Key Points about Implantable Cardioverter Defibrillator Treatment
- Once implanted, an ICD device helps maintain a regular heartbeat.
- If you have a heart condition that affects your heartrate, your cardiologist may recommend you have the device implanted.
- ICDs can help prevent sudden death in patients with known ventricular tachycardia or fibrillation.
An implantable cardioverter defibrillator, or ICD, is a small battery powered device surgically implanted in your chest. An ICD continuously monitors your heart rhythm and checks for irregularities. If the ICD detects an abnormal heartbeat, the device can send electrical shocks to your heart to fix an abnormal heart rhythm. Newer ICDs may have multiple functions, including the ability to serve as a pacemaker that would stimulate the heart to beat if the heart rate is detected to be too slow.
Candidates for ICD insertion
Your cardiologist may recommend you have an ICD inserted if you have:
- Arrhythmia (irregular heartbeat)
- Coronary artery disease
- Genetic heart defect
- Thickened or enlarged heart muscle
- Ventricular fibrillation (irregular heartbeat that prevents your heart from sending enough blood to your body)

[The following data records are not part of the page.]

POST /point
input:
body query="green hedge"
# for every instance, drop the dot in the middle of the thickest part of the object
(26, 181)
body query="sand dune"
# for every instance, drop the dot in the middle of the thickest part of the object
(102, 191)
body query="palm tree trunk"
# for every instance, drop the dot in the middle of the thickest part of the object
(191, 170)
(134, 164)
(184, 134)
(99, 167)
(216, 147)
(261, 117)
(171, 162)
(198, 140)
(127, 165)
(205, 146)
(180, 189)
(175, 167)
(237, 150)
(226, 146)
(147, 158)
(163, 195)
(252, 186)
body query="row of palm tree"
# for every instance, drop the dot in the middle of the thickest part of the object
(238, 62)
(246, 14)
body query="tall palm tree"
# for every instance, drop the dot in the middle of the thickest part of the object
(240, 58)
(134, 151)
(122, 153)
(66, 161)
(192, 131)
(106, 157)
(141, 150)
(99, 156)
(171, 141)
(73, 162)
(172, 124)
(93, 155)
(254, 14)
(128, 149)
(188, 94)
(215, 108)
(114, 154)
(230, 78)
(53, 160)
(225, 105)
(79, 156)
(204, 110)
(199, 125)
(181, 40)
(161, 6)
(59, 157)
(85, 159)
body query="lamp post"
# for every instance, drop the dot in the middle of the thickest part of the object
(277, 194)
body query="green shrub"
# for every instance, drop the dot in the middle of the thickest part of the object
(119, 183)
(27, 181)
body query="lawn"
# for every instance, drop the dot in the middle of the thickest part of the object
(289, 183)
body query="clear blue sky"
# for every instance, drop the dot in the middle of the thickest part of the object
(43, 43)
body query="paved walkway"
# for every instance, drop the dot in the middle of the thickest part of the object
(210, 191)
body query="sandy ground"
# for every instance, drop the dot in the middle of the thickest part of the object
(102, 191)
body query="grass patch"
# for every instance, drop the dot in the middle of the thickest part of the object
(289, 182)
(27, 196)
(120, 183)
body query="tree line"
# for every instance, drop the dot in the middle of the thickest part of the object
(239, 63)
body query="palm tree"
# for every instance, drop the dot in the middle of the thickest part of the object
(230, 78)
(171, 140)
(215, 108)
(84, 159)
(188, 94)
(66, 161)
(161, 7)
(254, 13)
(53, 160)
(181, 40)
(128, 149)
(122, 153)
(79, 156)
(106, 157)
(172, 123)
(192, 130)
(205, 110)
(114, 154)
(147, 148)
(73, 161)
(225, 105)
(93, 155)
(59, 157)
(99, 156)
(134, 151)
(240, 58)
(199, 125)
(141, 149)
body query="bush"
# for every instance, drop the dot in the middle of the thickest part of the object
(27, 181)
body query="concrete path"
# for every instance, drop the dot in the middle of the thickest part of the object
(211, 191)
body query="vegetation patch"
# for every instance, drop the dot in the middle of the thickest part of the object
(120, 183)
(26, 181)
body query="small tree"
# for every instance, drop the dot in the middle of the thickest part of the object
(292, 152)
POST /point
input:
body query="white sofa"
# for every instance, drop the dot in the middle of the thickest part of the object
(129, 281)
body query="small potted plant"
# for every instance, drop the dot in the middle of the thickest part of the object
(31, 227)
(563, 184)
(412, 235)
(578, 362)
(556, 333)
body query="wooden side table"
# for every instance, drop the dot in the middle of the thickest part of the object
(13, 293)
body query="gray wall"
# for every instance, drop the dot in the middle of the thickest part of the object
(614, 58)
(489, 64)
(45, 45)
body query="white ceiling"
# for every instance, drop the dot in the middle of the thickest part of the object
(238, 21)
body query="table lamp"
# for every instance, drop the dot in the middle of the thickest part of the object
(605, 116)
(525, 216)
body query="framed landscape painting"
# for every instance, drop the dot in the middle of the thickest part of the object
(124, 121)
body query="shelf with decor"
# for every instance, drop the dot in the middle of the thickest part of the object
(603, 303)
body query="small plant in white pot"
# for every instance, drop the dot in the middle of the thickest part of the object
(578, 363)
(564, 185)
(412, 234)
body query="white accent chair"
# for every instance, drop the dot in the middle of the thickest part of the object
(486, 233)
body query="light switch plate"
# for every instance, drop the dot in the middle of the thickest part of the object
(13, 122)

- Ventricular tachycardia (very fast heartbeat)
Preparing for an ICD insertion
Before undergoing the ICD insertion, your cardiologist will perform several tests to ensure that you and your heart are healthy enough for surgery. These tests may include electrocardiogram (ECG), Holter monitoring or electrophysiology study (EPS).
On the night before your procedure, you won’t be able to eat or drink anything after midnight. Your doctor will give you specific directions on whether you need to stop taking any of your medications, such as blood thinners.
Expectations during an ICD insertion
You will undergo the ICD insertion in the hospital, and you will be under sedation to help you relax. You will receive local anesthesia, which numbs the area where your surgeon makes an incision for the procedure. Depending on your situation, you may be under general anesthesia, meaning that you’re fully asleep.
Your surgeon begins by making a small incision near your collarbone. The surgeon inserts wires through the incision and threads them to your heart. Once in place, your surgeon places the ICD under the skin of your chest and closes the incision with stitches and a bandage. Your surgeon will test the device and program it to your specific heart needs.
Recovery from ICD insertion
You can expect to remain in recovery for a few hours while the effects of anesthesia and sedation wear off. During this time, we monitor you closely. In most cases, you will be able to return home the same day of the insertion.
Once you are home, you will need to take it easy while you recover. Specifically, you should avoid raising your left arm above your shoulder for at least two weeks. You will not be able to drive during this time. You may be prescribed prescription pain medication to help manage post-surgical pain. In some cases, taking over-the-counter pain medication is enough to manage pain.